The Data Protection Act is fast becoming the biggest thorn in the side of HR
professionals, and the Information Commission’s ham-fisted approach to
introducing guidance is largely to blame. The commission has excelled itself
yet again in making the final draft of its guidance on employee monitoring even
more unfriendly to employers than the first version. The commission is giving
employers’ groups, including the CBI and the CIPD, a last chance today to undo
some of the damage, but past experience gives no grounds for optimism.
The latest draft informs organisations that they must involve the police
before undertaking any covert monitoring of staff, and advises employers to
inform staff every time they intend to monitor them.
The problem with this is if you tip off would-be pornographers and betrayers
of confidential company information that you’re about to monitor them, it is
likely to make the monitoring pointless. And is it really necessary under the
Act to inform staff they could be monitored before every work session, instead
of enshrining it in policy and informing all recruits of the fact on induction?

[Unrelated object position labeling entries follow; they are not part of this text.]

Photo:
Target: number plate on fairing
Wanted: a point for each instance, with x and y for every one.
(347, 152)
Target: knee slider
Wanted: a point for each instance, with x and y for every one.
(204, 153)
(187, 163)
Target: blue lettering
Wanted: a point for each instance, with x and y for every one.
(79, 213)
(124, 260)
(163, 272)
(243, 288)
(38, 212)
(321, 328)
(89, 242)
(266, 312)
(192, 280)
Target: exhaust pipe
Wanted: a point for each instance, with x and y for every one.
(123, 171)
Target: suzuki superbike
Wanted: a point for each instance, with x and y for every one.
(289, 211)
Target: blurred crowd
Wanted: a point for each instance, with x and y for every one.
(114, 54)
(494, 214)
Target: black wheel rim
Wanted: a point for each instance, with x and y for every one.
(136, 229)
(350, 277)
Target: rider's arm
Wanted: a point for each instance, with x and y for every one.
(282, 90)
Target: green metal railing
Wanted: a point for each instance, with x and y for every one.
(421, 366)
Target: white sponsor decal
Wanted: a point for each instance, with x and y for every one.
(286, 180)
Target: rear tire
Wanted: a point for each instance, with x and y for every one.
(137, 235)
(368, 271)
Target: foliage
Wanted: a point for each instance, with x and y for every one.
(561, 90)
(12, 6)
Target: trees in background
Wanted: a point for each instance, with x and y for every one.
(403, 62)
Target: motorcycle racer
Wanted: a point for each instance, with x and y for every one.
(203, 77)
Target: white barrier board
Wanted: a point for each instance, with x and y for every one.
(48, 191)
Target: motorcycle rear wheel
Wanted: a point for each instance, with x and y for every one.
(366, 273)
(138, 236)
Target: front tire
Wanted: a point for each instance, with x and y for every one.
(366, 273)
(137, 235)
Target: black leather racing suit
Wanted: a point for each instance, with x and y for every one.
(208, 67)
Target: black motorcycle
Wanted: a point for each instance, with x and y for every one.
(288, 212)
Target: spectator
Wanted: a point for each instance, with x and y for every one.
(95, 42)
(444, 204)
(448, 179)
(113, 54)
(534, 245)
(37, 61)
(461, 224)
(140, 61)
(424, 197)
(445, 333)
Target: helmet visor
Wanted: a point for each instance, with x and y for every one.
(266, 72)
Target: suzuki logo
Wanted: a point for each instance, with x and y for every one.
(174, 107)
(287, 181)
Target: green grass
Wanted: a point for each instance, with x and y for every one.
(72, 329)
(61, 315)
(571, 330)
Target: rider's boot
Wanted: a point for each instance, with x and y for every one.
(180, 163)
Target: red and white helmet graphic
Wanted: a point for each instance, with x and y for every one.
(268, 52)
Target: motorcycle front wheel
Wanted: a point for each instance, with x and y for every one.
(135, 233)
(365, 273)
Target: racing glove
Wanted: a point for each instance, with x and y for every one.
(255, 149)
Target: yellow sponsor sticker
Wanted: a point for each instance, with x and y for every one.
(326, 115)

This is leaving aside concerns that it is not at all clear exactly how often HR
departments are supposed to remind staff. Should it be every day?

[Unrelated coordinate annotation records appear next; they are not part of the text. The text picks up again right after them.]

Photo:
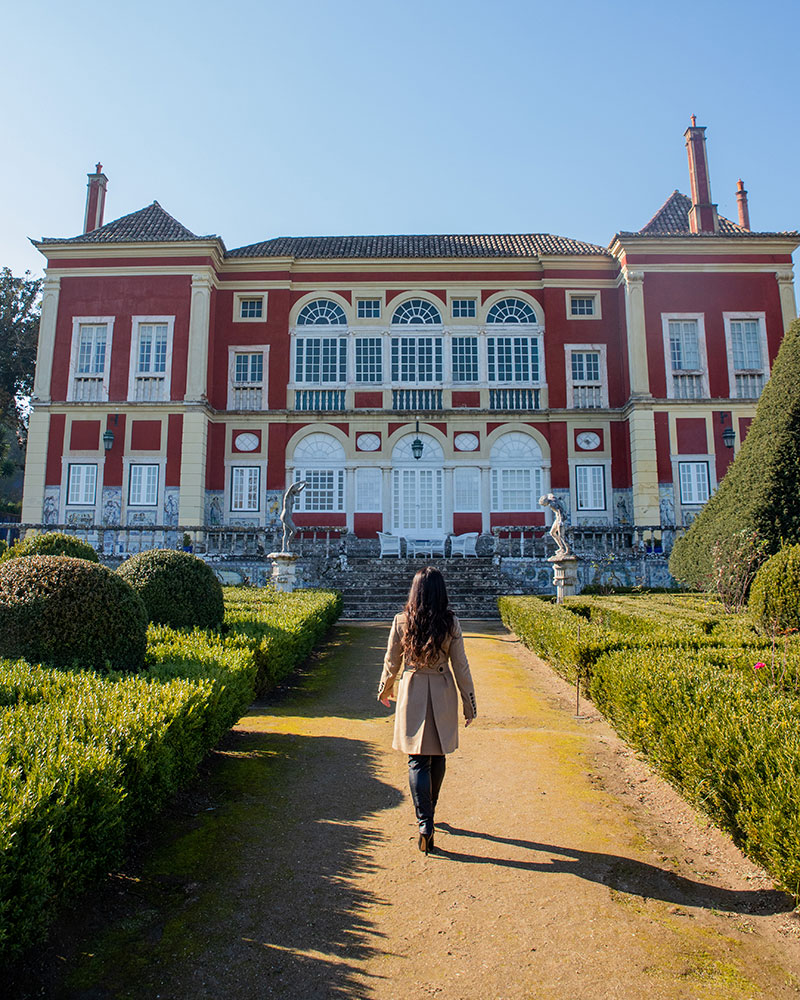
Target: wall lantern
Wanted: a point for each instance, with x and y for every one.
(417, 445)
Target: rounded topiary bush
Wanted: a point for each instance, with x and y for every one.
(775, 594)
(69, 612)
(178, 589)
(51, 543)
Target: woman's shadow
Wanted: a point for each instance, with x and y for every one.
(624, 875)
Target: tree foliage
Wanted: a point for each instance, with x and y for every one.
(19, 334)
(759, 494)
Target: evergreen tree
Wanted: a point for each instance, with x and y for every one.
(761, 490)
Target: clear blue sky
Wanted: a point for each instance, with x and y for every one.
(258, 119)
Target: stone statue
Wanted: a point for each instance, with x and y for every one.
(557, 528)
(289, 527)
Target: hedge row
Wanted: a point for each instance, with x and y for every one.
(85, 759)
(712, 703)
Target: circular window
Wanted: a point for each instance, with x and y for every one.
(246, 442)
(368, 442)
(466, 442)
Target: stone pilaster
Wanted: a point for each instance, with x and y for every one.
(637, 338)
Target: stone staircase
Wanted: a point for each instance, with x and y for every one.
(377, 589)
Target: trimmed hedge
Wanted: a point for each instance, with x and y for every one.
(86, 759)
(51, 543)
(177, 588)
(60, 610)
(760, 490)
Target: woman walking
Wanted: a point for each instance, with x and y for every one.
(424, 637)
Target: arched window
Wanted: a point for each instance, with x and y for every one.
(416, 312)
(516, 473)
(319, 460)
(322, 312)
(511, 311)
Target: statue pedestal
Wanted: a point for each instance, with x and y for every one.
(284, 571)
(565, 576)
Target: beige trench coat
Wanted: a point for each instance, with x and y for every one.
(427, 700)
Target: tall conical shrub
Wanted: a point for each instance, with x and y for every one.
(761, 490)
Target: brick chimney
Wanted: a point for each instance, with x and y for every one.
(741, 201)
(703, 216)
(95, 199)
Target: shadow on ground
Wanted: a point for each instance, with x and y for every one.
(624, 875)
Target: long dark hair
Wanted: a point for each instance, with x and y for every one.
(429, 618)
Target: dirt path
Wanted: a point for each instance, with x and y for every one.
(567, 870)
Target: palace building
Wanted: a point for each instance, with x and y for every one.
(421, 385)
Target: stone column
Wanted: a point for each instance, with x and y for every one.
(644, 469)
(35, 466)
(637, 337)
(786, 290)
(47, 340)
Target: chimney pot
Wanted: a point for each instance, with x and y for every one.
(95, 199)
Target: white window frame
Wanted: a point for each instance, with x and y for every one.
(262, 349)
(368, 489)
(244, 296)
(239, 466)
(143, 465)
(133, 364)
(699, 318)
(694, 460)
(761, 319)
(600, 349)
(588, 293)
(72, 464)
(77, 323)
(581, 505)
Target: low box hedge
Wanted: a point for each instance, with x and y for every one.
(87, 758)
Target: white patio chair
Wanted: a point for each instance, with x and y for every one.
(390, 544)
(464, 545)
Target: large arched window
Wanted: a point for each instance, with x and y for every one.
(322, 312)
(319, 460)
(416, 312)
(516, 473)
(511, 311)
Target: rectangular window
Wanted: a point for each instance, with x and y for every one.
(248, 369)
(585, 367)
(369, 359)
(693, 478)
(467, 490)
(464, 308)
(514, 489)
(513, 359)
(92, 349)
(368, 308)
(320, 360)
(82, 484)
(416, 359)
(251, 308)
(590, 485)
(324, 492)
(369, 487)
(581, 305)
(465, 359)
(152, 358)
(143, 486)
(245, 488)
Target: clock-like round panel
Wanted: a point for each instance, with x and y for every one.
(466, 442)
(246, 442)
(368, 442)
(588, 440)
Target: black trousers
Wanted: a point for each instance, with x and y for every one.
(425, 777)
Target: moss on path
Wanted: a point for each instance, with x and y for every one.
(293, 870)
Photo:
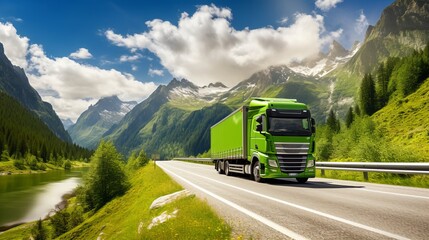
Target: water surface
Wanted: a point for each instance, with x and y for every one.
(28, 197)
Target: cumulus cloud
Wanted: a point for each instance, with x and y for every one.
(205, 48)
(82, 53)
(157, 72)
(361, 23)
(126, 58)
(71, 87)
(15, 46)
(284, 20)
(325, 5)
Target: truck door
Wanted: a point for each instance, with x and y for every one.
(258, 141)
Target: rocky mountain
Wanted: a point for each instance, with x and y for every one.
(14, 82)
(402, 28)
(280, 81)
(172, 117)
(67, 123)
(97, 119)
(175, 120)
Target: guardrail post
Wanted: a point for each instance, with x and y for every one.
(365, 176)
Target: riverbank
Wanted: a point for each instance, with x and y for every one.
(121, 218)
(8, 168)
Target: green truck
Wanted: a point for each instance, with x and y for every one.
(269, 138)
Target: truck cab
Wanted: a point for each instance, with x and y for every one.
(281, 139)
(269, 138)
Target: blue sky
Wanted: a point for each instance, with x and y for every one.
(119, 43)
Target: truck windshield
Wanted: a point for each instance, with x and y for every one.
(289, 126)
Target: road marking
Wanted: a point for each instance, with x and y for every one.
(249, 213)
(398, 194)
(339, 219)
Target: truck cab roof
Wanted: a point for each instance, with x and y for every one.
(274, 103)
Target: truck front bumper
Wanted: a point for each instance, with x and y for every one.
(272, 170)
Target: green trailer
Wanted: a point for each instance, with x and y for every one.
(269, 138)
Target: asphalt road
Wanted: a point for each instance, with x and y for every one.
(319, 209)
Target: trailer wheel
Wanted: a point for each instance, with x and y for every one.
(256, 172)
(219, 168)
(227, 172)
(302, 180)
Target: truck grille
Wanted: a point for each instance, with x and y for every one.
(292, 156)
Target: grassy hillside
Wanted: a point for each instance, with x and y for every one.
(406, 121)
(120, 218)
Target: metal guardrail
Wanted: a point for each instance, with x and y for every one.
(364, 167)
(194, 159)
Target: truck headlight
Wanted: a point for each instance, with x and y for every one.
(272, 163)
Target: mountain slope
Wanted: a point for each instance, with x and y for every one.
(156, 123)
(22, 132)
(97, 119)
(402, 28)
(282, 82)
(406, 121)
(14, 82)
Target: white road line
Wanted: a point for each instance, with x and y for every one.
(398, 194)
(339, 219)
(249, 213)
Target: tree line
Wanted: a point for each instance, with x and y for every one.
(395, 77)
(24, 136)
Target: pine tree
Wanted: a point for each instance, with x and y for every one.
(368, 95)
(38, 232)
(382, 83)
(349, 117)
(106, 178)
(5, 154)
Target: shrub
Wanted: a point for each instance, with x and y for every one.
(106, 178)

Of course the privacy of individuals needs to be protected in this
information age. But the simple fact is that employers’ business systems are
the property of the company. It is perfectly reasonable that employers monitor
the use of these systems to protect staff, customers and the business. The
proposed guidance makes it unnecessarily difficult to do this.
Worst of all, we shall once again have to wait for legal precedent to
clarify the scope of employment regulations. The Government’s manifesto promise
of a light touch on employment legislation is already looking very hollow.